Photo by Lance Cpl. Mackenzie Gibson

2nd MAW supports fast rope, rappel training

28 Jul 2016 | Lance Cpl. Mackenzie Gibson Marine Corps Air Station Cherry Point

Marines with U.S. Marine Corps Forces Special Operations Command shielded their faces from the sand and dirt whipping through the air as a CH-53E Super Stallion with Marine Heavy Helicopter Squadron 461 descended onto Landing Zone Parrot at Marine Corps Base Camp Lejeune, North Carolina, July 20.

The helicopter supported MARSOC Marines conducting fast rope, rappel, and special purpose insert and extract training. The exercise was a part of a two-week long Helicopter Insertion and Extraction Techniques Course.

“This is more of a special insertion technique,” said Capt. Matthew Poynter, a CH-53 pilot assigned to HMH-461. “Typically, if we are inserting a group of Marines, we would probably find a larger zone for landing. But this technique is specific for when we can’t get into a [landing] zone and we need to do an insertion on a building top or in an urban environment.”

The exercise closely mirrored operations conducted in a forward deployed environment. The course is only run twice a year within the unit, said an instructor with MARSOC. Poynter also stated it is simple to keep the helicopter stable, but one false move could whip the ropes in any direction and affect the safety of the Marines attempting to rappel. 

“There’s an emphasis on keeping a steady hover,” said Poynter. “You want to give them as steady of a platform as you can, so it’s as safe as possible. If everything goes properly, it’s actually a fairly benign type of exercise from the cockpit.”

According to one MARSOC instructor, the relationship between the Marine Corps’ aviation element and ground element plays a very important role in mission accomplishment.

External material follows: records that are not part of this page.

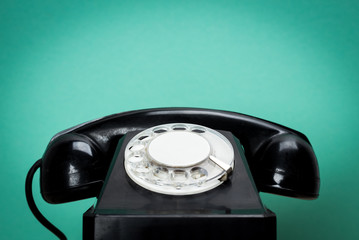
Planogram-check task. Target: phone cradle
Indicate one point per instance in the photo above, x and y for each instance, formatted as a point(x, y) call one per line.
point(125, 210)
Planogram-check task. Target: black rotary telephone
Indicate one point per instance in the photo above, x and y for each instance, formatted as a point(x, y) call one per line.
point(175, 173)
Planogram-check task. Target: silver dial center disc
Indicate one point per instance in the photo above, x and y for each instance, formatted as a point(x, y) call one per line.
point(179, 149)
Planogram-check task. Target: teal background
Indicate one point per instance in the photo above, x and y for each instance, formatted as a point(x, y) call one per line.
point(291, 62)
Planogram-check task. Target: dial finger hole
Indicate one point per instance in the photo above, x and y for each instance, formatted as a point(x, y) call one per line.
point(179, 127)
point(143, 138)
point(179, 176)
point(136, 158)
point(142, 168)
point(161, 172)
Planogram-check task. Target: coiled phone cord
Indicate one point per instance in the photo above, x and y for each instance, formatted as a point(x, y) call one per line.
point(30, 201)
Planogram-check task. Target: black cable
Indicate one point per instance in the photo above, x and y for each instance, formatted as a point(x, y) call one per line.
point(32, 205)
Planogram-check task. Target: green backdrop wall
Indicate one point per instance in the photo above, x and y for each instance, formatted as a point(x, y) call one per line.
point(291, 62)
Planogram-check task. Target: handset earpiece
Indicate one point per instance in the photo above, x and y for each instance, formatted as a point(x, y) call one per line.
point(72, 169)
point(286, 165)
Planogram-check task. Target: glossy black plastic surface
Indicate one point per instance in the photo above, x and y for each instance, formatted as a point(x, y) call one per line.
point(281, 160)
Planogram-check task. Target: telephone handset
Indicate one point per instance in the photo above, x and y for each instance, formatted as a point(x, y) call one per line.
point(173, 157)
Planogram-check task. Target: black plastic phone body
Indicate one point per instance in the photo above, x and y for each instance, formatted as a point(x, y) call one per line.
point(76, 161)
point(125, 210)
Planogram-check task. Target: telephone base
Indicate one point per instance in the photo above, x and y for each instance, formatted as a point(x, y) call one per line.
point(179, 226)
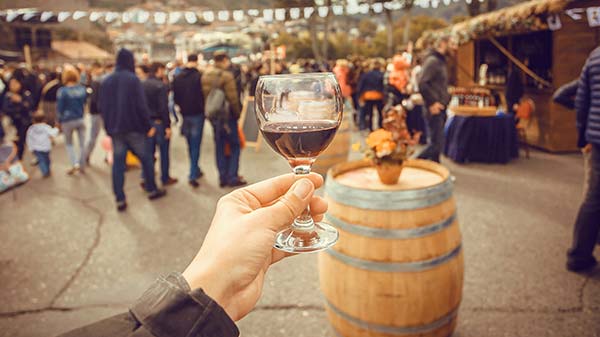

“By maintaining open communication between MARSOC and the various squadrons, we allow each other to meet our specific training objectives,” said an instructor with MARSOC. “In a way, we do rely on each other. Both MARSOC and the squadrons have qualifications that need to be maintained. Similarly, while deployed, we also rely on each other in order to conduct operations.”

By supporting MARSOC during these types of training exercises, the pilots of 2nd Marine Aircraft Wing are able to utilize the opportunity as training for themselves, said Poynter. 

“Whenever we can go out and practice these special operations with them, it’s always good for us too,” said Poynter. “I’ve flown two or three of these kinds of evolutions before. My co-pilot today is getting his initial training with flying for a fast rope exercise, so this is definitely an opportunity for us to get training, as well as the MARSOC Marines.”